Wow, you have way more patience than I do. That question would probably have left me furious. They did realize that you aren't "wholly Caucasian" either, right? Grrrrr! To say I have very little respect for Hollywood decision makers would be the greatest of understatements. Still, I'll keep my fingers crossed for your sake Jamie. I do believe it could be a great movie if they did it right.
May 17, 2011 | Unregistered CommenterEric Stallsworth
Finding the right person to do battle on your behalf is huge, and you know it. Hollywood makes beautiful stuff, too. But you know that also. How exciting, Jamie. A big fat congrats to you!
May 17, 2011 | Unregistered CommenterJohanna Moran
Do you think Hollywood learned a lesson in white-washing after The Last Airbender? or was its failure blamed on the awful script?

I hope you have more than "a chance." I love your book and have given it to numerous friends and relatives with a "you must read this" note.

On a side note, my daughter takes karate on Jackson Street. After reading "Hotel" we understood why there were cherry trees and an old temple behind her dojo in the Central District.

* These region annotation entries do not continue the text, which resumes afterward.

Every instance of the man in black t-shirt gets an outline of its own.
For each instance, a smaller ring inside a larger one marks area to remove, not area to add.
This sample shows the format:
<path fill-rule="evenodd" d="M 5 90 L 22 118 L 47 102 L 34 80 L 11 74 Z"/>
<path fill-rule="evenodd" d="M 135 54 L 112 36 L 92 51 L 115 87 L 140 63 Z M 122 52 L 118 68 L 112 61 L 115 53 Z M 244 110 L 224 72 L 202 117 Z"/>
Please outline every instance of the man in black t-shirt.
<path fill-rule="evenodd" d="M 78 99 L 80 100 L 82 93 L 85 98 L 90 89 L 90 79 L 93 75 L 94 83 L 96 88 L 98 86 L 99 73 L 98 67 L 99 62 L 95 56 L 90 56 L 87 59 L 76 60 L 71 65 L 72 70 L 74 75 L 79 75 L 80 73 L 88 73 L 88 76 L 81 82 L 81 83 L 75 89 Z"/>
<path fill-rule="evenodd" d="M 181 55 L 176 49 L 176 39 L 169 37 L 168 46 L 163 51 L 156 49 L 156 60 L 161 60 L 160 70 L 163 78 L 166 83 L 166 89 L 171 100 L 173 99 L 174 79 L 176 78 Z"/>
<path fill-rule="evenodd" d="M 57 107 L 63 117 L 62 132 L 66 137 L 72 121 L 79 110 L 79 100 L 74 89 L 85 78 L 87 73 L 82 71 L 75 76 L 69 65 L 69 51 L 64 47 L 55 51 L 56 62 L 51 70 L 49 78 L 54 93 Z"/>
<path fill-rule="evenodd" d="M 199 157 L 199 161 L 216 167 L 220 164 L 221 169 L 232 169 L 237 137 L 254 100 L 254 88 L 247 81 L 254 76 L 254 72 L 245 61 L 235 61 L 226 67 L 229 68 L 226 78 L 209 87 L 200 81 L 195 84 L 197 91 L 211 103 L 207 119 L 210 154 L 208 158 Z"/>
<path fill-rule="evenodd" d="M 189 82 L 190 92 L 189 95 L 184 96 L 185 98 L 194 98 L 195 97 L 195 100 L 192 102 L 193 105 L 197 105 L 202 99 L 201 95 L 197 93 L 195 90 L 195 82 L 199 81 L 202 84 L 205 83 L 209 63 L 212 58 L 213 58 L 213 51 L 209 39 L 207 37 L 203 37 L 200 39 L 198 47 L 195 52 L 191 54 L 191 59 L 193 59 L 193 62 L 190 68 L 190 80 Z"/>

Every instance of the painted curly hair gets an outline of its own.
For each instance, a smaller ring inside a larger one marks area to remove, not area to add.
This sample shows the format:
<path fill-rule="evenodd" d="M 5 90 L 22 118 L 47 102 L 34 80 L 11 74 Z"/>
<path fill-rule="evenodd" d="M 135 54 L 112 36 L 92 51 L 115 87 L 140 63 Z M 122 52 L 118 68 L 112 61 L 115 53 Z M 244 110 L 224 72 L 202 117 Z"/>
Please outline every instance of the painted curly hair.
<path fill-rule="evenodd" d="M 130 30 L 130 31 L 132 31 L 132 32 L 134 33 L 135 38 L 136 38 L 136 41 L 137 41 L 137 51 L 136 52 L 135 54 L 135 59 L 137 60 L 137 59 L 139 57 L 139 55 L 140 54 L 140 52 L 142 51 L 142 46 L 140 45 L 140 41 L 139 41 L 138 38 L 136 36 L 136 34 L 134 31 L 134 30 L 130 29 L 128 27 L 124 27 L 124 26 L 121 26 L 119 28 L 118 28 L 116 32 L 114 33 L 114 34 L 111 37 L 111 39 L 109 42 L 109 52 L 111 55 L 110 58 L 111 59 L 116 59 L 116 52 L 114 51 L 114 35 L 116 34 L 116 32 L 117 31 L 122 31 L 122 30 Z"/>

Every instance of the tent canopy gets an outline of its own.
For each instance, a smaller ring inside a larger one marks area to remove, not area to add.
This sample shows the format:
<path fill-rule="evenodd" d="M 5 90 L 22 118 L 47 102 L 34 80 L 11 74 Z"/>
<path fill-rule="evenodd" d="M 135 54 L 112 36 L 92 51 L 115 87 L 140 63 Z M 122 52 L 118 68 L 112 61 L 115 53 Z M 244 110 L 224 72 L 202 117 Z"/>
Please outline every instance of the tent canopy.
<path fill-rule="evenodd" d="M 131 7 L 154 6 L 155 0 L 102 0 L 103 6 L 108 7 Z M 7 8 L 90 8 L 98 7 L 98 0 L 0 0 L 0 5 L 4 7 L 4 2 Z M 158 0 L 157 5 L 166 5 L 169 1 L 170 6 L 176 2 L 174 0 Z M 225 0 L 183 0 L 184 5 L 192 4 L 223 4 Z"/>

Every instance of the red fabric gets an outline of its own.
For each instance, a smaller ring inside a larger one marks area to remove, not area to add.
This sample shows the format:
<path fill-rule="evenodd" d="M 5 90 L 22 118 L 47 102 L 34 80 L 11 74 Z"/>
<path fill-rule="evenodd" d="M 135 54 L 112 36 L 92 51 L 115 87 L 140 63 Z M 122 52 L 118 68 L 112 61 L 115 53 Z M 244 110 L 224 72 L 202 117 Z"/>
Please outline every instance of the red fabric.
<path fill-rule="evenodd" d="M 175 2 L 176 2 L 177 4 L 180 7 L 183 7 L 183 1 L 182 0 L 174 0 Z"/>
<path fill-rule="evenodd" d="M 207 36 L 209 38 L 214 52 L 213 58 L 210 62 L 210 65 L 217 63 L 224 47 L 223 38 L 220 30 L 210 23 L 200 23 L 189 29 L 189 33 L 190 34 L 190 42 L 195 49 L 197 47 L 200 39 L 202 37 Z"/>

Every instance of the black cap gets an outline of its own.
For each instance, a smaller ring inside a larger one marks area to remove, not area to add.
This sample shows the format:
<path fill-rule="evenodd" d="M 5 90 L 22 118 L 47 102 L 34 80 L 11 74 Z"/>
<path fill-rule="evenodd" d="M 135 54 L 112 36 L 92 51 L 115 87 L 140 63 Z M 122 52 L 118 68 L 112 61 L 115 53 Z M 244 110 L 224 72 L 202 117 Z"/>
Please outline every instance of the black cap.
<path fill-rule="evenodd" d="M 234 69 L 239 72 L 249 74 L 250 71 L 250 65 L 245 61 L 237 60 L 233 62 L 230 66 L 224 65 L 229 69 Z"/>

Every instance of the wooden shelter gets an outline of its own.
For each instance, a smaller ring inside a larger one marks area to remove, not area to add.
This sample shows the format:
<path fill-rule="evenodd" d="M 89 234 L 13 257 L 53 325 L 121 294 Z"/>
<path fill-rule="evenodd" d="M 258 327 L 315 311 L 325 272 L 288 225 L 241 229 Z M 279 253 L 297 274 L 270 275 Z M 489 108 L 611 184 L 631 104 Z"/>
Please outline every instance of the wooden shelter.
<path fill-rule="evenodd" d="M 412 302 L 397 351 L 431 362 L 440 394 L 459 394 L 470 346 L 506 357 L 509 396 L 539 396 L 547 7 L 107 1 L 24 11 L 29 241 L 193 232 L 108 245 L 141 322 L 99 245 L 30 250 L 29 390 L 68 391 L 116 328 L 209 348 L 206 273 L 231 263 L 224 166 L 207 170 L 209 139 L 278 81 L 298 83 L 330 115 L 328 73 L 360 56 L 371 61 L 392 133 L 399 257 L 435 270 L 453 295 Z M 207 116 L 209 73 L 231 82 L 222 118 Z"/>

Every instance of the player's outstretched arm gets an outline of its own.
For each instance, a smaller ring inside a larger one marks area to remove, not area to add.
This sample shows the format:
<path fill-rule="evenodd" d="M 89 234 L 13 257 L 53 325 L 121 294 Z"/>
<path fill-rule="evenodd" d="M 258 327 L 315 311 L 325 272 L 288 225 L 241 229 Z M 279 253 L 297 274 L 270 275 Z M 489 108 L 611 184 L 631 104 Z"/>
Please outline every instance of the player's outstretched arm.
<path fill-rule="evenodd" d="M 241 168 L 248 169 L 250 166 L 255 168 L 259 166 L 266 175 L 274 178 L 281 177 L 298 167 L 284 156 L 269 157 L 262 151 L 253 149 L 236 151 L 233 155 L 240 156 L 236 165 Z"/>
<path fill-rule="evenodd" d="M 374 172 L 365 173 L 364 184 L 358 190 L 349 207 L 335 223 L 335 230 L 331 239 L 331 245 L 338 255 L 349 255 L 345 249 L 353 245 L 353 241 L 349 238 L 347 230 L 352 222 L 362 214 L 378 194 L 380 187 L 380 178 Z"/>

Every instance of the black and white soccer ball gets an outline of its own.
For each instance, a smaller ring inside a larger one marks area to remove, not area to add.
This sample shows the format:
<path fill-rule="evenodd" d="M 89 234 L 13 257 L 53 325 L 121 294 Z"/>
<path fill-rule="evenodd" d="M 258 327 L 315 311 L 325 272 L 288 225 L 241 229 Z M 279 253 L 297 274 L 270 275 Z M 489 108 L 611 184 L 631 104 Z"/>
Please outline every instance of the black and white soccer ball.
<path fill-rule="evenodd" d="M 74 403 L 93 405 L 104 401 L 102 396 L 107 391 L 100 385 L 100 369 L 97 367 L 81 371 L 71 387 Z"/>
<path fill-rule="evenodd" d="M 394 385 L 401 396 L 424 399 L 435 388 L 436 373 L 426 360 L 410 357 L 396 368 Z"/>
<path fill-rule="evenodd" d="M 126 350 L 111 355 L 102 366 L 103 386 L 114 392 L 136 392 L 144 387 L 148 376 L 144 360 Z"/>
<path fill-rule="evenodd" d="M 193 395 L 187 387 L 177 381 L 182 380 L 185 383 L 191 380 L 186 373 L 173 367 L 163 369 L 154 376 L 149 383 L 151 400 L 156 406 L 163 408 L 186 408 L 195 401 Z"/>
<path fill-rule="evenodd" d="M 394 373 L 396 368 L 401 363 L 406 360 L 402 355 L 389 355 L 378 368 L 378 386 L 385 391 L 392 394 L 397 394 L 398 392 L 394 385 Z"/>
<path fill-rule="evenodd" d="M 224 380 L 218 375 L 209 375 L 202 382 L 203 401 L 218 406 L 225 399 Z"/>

The book inspired us to do our own research into our adopted city of Seattle. Thanks!
May 25, 2011 | Unregistered CommenterAmanda Hosch
I am almost finished reading your novel now, and I am in love. So beautiful, so sad, but hopeful. I hope there is a person in Hollywood with a brain, because this would make a wonderful movie. I haven't even finished and I am recommending this to everyone. And btw, I am caucasian. But a good story crosses boundaries. Race, age, religion - none of it matters. Which is why this is a great book.